There are few things so fundamental to our democracy—at every level of government—as our voting system. We currently have a first-past-the-post arrangement, where the election is simply won by the candidate with the most votes; an absolute majority isn’t required. This set-up appears to have served us very poorly. Voter turnout is low, often well below 50 per cent; candidates win sweeping mandates even when the majority of those who voted chose other candidates, as was the case with Rob Ford in Toronto, Stephen Harper in Ottawa, and Dalton McGuinty at Queen’s Park; and elections themselves are turned into divisive strategy games based not so much on articulations of principles and policy proposals but carving up the electorate into blocks with wedge issues.
Proposals to change this system usually stall in the gates. Talking about process is boring, and sometimes complicated, and in almost every case whoever is in power has seen the existing structure work in their favour, so they have little appetite for change. But, as the Toronto Star reported earlier this week, an electoral revision that could help repair our system and make it more democratic is now on the agenda at City Hall. Rob Ford’s executive committee has asked city staff to study a ranked-balloting system proposed by activist Dave Meslin’s organization, Ranked Ballot Initiative of Toronto (RaBIT). And Ford ally Paul Ainslie says he hopes to bring the proposal to implement ranked balloting (a.k.a. preferential voting) in Toronto before city council by November. He wants to have it in place for the 2018 election.
And that’s a good thing. It’s possible, under our system, that the candidate a majority of voters like the least can actually win. Imagine a race in which one fascist is running against four democratic candidates. Only a small minority of the population likes fascism, and the rest are horrified by it; indeed, that’s partly why there are so many anti-fascists running. But if the four like-minded candidates split the vote of the freedom-loving majority, the fascist can win.
This is not some unthinkable, dystopian possibility. The combined votes of George Smitherman and Joe Pantalone in 2010 were higher than Rob Ford’s total. And, as the Star reports, councillor James Pasternak won in 2010 with only 19 per cent of the vote, Frank Di Giorgio with 27 per cent, Kristyn Wong-Tam with just 28 per cent.
Under a ranked balloting system, instead of just checking a box beside his or her choice, a voter ranks the candidates in order of preference. If, after the votes are tabulated, no candidate has a majority, there is an “instant run-off”: The least popular candidate is dropped from the ballot and the second-choice opinion of the votes of his or her supporters are counted and added to the totals. If, at that point, no candidate has a majority, another is dropped. The process continues until someone gets more than 50 per cent of the vote.
The result more accurately reflects the will of the electorate, ensuring that a majority of the voters at least gave some support to the eventual winner. The ranked system also transforms the process. Right now, many candidates are discouraged from running for fear of “splitting the vote,” and many who do run are essentially ignored as “fringe candidates,” since voting for a candidate who appears unlikely to receive broad support amounts to wasting one’s ballot.

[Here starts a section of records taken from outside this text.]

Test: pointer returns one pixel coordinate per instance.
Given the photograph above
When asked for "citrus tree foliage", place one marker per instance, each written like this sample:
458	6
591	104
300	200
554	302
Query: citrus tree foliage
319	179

Consequently, the campaign focuses on a tiny number of perceived frontrunners, who debate a few prominent wedge issues and ignore whatever ideas other candidates might have brought to the table. Ranked balloting solves this problem, ensuring that a range of aspirants from similar points on the political spectrum won’t punish each other more than their ideological opponents. Each voter can support the candidate they like most, without fearing that selection will wind up benefiting the candidate they hate the most.
Ranked balloting is a transformative system that I normally wouldn’t write much about because, like a fringe candidate in our current structure, it’s seemed so unlikely to have a local breakthrough. But come this fall, we might actually start the process of implementing ranked balloting here. It would lead to better elections, and produce better results. I vote for that.